Report Warns of Asia Arms Race if Trump Withdraws US Forces | Military.com: The U.S. approach to Asia faces a major overhaul when Donald Trump takes office, but what will take its place? A new report warns of a leadership vacuum and even a nuclear arms race if the U.S. withdraws from a region threatened by a provocative North Korea.
But authors of the Asia Foundation report provided to The Associated Press ahead of its publication Tuesday also say in some parts of the region there's hope that a shift from President Barack Obama's signature foreign policy could be for the good.
Despite the major diplomatic capital invested by Obama in reaching out to Asia in the past eight years, his so-called "pivot" policy has yielded only modest gains in countering the rise of an assertive China. There's been a slight increase in the U.S. military presence in the region; a political opening in former pariah state Myanmar; and better relations with old enemy Vietnam.

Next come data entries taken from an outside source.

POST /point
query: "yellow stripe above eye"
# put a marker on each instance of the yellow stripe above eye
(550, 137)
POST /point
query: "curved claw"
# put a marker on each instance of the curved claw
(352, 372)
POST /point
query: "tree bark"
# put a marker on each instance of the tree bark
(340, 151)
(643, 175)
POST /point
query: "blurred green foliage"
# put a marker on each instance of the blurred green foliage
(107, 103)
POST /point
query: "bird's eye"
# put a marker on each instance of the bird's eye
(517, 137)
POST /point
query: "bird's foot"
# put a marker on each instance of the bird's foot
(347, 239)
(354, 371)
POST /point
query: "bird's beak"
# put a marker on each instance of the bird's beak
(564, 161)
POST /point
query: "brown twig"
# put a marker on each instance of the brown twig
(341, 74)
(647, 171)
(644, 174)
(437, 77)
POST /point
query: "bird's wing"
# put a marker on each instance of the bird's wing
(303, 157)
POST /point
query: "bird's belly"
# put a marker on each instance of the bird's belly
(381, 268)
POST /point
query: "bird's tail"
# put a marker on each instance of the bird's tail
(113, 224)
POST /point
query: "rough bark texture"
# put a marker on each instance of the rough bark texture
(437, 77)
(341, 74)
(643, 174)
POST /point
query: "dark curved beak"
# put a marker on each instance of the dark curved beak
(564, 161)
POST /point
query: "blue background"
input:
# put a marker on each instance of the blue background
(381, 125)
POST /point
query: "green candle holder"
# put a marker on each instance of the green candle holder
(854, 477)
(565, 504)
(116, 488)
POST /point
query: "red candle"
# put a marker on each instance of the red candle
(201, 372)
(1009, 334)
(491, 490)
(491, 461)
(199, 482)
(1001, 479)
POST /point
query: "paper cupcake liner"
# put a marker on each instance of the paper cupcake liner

The main economic plank of his policy — the Trans-Pacific Partnership — is in ruins. Trump's election victory has erased chances of early U.S. ratification of the 12-nation trade pact.
Determining what else of Trump's populist campaign rhetoric translates into action remains a guessing game — one with high stakes for Asia.
Trump has raised the specter of withdrawing U.S. forces from South Korea and Japan unless they share more of the burden of hosting the 80,000 troops — even as neighboring North Korea has conducted nuclear and missile tests with unprecedented intensity.
The Asia Foundation report, based on consultations among academics and former officials from 20 Asian nations, warns that withdrawing U.S. forces could compel Tokyo and Seoul to seek their own nuclear deterrents — rather than rely on America's — which in turn would "trigger massive destabilization of the regional order."